Cell phone - if you might need to take a call (a doctor on call, kids with a sitter, etc.), phone should be on vibrate and in your pocket. A quick check of who's calling and that's it. If you need to take the call, step outside so you don't disturb other diners.

Hats - should be removed in restaurants; if no place to hang it, keep it in your lap. Good manners.

1. I don't think it's a big deal if people wear a ball cap at a restaurant like a chain...Applebees, Fridays, Chili's etc). At nicer restaurants I find it odd.

2. My phone is always out on the table (off to the side). I need to be available 24/7 for my business and my clients, and it's the only clock I have (and I use the tip calculator it has too). It's always on silent.

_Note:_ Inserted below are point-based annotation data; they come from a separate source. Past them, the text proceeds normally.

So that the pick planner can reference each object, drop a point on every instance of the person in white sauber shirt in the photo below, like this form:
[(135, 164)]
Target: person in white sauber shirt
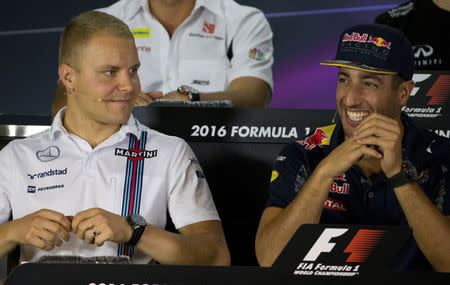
[(98, 183), (219, 48)]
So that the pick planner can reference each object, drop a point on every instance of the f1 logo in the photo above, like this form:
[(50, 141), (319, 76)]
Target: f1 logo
[(359, 247), (323, 243)]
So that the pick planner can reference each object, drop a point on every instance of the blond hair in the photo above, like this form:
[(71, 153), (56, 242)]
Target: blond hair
[(80, 29)]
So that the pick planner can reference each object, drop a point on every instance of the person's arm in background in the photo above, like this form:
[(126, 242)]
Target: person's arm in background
[(250, 76), (242, 92)]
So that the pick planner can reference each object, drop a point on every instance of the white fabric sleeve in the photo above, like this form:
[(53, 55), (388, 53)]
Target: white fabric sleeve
[(189, 198), (122, 9), (6, 184), (252, 45)]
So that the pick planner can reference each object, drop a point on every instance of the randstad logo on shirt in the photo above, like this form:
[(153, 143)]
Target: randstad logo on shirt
[(141, 32), (51, 172)]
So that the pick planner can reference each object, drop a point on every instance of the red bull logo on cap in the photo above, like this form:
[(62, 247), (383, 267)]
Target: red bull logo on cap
[(355, 37), (379, 42), (316, 139)]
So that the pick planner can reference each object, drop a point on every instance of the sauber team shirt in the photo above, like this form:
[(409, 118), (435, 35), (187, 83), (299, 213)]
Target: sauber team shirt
[(199, 52), (136, 170), (356, 199)]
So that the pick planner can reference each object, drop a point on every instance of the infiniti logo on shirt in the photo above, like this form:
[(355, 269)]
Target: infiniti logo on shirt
[(48, 154)]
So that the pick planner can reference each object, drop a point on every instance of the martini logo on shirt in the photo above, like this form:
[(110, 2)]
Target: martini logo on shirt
[(141, 32), (135, 153)]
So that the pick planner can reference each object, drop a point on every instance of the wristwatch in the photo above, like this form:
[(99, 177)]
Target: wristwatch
[(406, 175), (138, 224), (192, 93)]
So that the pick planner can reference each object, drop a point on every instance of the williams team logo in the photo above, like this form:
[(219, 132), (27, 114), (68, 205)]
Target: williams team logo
[(136, 154), (256, 53), (48, 154), (208, 28)]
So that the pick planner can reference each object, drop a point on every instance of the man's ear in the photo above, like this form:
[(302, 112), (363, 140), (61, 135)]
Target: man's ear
[(67, 76), (405, 89)]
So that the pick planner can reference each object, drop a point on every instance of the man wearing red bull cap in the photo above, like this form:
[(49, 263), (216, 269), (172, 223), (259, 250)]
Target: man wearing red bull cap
[(374, 166)]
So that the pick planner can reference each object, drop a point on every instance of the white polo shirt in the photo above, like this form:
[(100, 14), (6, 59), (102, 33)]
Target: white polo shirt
[(136, 170), (197, 53)]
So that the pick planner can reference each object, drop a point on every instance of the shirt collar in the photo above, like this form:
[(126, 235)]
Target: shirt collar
[(132, 126), (133, 7), (211, 5)]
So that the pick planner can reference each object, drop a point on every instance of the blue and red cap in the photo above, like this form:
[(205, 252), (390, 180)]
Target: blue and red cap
[(375, 48)]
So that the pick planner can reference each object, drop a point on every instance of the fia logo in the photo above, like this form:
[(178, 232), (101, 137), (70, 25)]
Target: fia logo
[(360, 247)]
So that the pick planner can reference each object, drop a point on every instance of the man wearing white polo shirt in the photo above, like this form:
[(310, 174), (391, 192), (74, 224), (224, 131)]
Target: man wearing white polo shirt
[(215, 48), (98, 183)]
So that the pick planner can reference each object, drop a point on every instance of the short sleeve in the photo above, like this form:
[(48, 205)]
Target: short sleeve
[(289, 174), (252, 46), (189, 198)]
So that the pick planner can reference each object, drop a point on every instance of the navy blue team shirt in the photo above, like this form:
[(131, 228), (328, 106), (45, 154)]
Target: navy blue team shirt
[(356, 199)]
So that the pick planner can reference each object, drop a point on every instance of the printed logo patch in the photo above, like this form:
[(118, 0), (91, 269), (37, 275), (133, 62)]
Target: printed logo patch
[(333, 204), (208, 28), (48, 154), (379, 42), (33, 189), (340, 189), (141, 32), (320, 137), (274, 176), (365, 38), (256, 53), (281, 158), (136, 154), (200, 174), (51, 172), (194, 160)]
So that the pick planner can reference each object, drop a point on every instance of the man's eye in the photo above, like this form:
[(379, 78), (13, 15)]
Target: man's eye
[(370, 84)]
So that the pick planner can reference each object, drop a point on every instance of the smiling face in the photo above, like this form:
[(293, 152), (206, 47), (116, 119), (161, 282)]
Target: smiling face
[(105, 83), (360, 93)]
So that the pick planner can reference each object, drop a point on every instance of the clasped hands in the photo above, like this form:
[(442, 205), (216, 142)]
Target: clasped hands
[(46, 229), (377, 136)]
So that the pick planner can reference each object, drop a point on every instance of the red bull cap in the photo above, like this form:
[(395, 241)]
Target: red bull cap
[(375, 48)]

I guess that we all don't agree with the "rudeness factor" of caps and phones :rotfl:. FTR, I agree with Jennasis. I don't think that caps are a big deal in casual restaurants and my phone is always on the table even though I don't have a particularly good reason for it.
 
Just curious, what exactly is it about hats/caps that people find so "rude" while dining?

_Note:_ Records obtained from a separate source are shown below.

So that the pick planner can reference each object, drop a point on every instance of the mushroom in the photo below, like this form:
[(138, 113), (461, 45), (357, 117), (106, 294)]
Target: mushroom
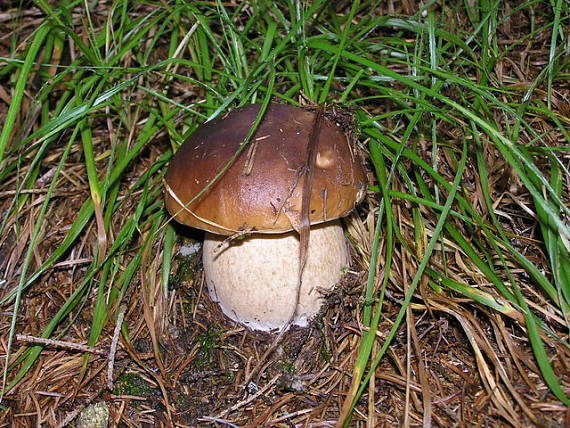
[(254, 277)]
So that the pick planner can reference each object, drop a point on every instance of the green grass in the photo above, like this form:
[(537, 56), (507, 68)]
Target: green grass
[(123, 78)]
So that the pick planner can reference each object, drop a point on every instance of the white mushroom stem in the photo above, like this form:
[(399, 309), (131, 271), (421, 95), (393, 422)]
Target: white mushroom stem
[(255, 279)]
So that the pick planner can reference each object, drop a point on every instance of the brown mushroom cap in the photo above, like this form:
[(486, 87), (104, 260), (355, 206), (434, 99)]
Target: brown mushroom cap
[(268, 198)]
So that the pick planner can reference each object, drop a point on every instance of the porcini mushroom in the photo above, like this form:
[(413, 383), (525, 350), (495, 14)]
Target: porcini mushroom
[(254, 279)]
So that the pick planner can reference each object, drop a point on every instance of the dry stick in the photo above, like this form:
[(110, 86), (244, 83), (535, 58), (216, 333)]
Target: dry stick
[(304, 228)]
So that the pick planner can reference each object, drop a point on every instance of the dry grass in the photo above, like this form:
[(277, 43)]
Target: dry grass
[(180, 362)]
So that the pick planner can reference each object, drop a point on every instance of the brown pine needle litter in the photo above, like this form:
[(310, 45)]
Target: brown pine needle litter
[(455, 311)]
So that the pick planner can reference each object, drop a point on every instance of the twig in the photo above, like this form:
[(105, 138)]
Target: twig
[(113, 349)]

I don't necessarily find it rude, I mean if you want to do it, feel free its not going to effect my meal in any way. I was just raised that it was proper to remove your hat when sitting down to eat, just like I was raised to say please and thank you. I have raised my kids the same, so while its not rude for them to wear their caps at the table, I consider it poor manners. (And that goes for anywhere we we are sitting except the ball park :)).
 
If I'm expecting a call (kids with sitter, sick family, etc) then my phone is on vibrate and in my pocket. Otherwise it's in my purse with the ringer on (except at church or while teaching, then it's on vibrate). If I have to answer the call, I'll step out of the restaurant. At home it's usually on the kitchen counter.

DH was raised to always remove a hat when entering a building, even if it's the house, so he never wears it at the table no matter how casual the restaurant. If there's nowhere to put it, he'll clip it to his belt loop or if he wore a coat, it goes in the coat sleeve.
 
My DH got yelled at by an elderly man at Bravo Cucina restaurant for wearing his baseball hat on while eating. I actually started a thread on it here. My DH was so upset that the man approached us that he couldn't even eat his meal!